Perfectionism and the Impossible Task

One of the things that has struck me in the past few years is how much of a symptomatic overlap there is between a wide array of mental health disorders and syndromes. One such symptom is the Impossible Task that I’ve seen described as a symptom of depression, a symptom of anxiety and a symptom of ADHD.


Impossible Tasks are small every-day simple tasks that everyone, including the person experiencing the problem, knows are not difficult but are surrounded by an invisible but impenetrable barrier preventing their completion. They are generally very mundane such as making a doctor’s appointment, taking out the garbage or cleaning your desk.

This impenetrable barrier can take on many different compositions including:
  • The expectation of significant boredom
  • The anxiety that there must be something way more important that should be dealt with first
  • The crippling guilt for not having dealt with the task already 
  • The conviction that opening this Pandora's box will unleash a never-ending list of related things that will also need doing if there is a hope to getting this thing done properly
In this post, I want to look deeper at a "Pandora's box" example. Here's how one of those might play out:

Task: Reorganise T-shirt drawer
Planned Steps:
  1. Place all T-shirts from the drawer on to the bed
  2. Arrange T-shirts into Daily, Sports, Special Occasion, DIY and Donate piles
  3. Fold all shirts neatly while placing all but the Donate pile back into drawer
  4. Put the Donate pile in a box by the door to take to the clothing bin up the road later
Imagined Actual Steps:
  1. See that there are already some things on the bed that also need to be organised into a wardrobe, go to the wardrobe and find some T-shirts that should be part of this task. Find items that are not T-shirts in the T-shirt drawer and need to be organised too. Put them on a pile in the corner of the bed. Except for that Rubik's cube, that needs to be finished.
  2. Agonise over the list of categories. Some of the sports items are for winter sports and it’s summer so maybe they should be put in a box into storage, what box should I use? What the hell is the Special Occasion category anyway? How many shirts do I need when I’m painting? Is it acceptable to put a T-shirt with a small hole on the Donation pile or should I create a Discard pile? I haven’t worn that for ages, what’s my criteria for Donate?
  3. Put everything back in the drawer. Lay down on the bed.
The key to the Pandora's box example is in the phrase “getting things done properly”. Some people instinctively avoid anything that has a potential for failure or they excessively agonise over small things to ensure correctness (ever spend over an hour on a two paragraph email?). To psychologists, this is known as Perfectionism and is an unrealistic pressure many people put on themselves in order to feel successful and as an attempt to avoid people feeling less of them. Impostor Syndrome, which many in the software industry might be familiar with, is often just a flavour of perfectionism. If the idea of being seen making a mistake fills you with dread, you might be a perfectionist.

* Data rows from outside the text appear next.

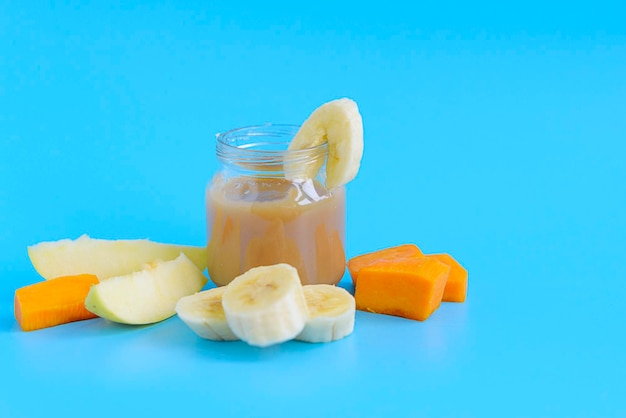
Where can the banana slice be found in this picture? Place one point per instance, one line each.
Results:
(266, 305)
(331, 311)
(203, 313)
(338, 123)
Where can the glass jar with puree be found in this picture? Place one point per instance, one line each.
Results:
(279, 196)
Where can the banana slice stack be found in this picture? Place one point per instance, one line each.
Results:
(268, 305)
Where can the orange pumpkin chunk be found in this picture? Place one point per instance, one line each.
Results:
(53, 302)
(398, 252)
(456, 286)
(411, 288)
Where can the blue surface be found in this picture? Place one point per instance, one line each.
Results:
(495, 133)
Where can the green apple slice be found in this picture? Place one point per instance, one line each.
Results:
(146, 296)
(105, 258)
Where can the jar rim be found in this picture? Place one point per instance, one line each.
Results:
(267, 143)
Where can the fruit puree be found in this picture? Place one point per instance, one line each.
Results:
(254, 221)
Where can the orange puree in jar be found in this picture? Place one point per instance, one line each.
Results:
(257, 217)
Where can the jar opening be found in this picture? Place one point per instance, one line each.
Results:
(264, 148)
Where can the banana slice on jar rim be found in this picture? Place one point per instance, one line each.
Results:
(339, 124)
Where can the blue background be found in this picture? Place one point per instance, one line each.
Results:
(493, 131)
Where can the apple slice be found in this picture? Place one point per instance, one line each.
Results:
(146, 296)
(105, 258)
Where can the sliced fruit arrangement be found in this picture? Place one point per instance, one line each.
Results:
(331, 313)
(144, 280)
(402, 281)
(268, 305)
(105, 258)
(339, 124)
(146, 296)
(204, 314)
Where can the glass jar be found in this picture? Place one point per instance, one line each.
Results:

I was thinking about this recently when I was reading about the Coastline Paradox. The question of how long an island's coastline is can sound simple until you examine the fractal nature of a coastline. The answer to the question varies depending on how zoomed in to the coastline you are. The closer you look, the more detail you see, and the longer the resulting measurement will be. Identifying a "minimum feature size" (say, 10km) will allow you to come up with an approximate answer. If this isn't good enough for you and you really want the "correct answer", you just keep shrinking your minimum feature size until you converge on this correct answer, right? Wrong. For anything with a fractal dimension you can just keep getting smaller and smaller and the answer to your question becomes larger and larger. The answer tends to infinity. 
various coastlines of Britain at different resolutions

If, by thinking about an impossible task, your mind races through all the possible ways you won’t do a good job, or how you might uncover an unending recursive list of other things that also must be done correctly, you might want to think about the correct length of a coastline and realise that perfectionism is a "tends to infinity" problem. 

In other words, perfectionism can be a cause of impossible tasks by literally making them impossible.

This blog post is not a substitute to professional therapy. Perfectionism is a debilitating and serious problem and it's a good idea to see a therapist specialising in Cognitive Behaviour Therapy if you are struggling.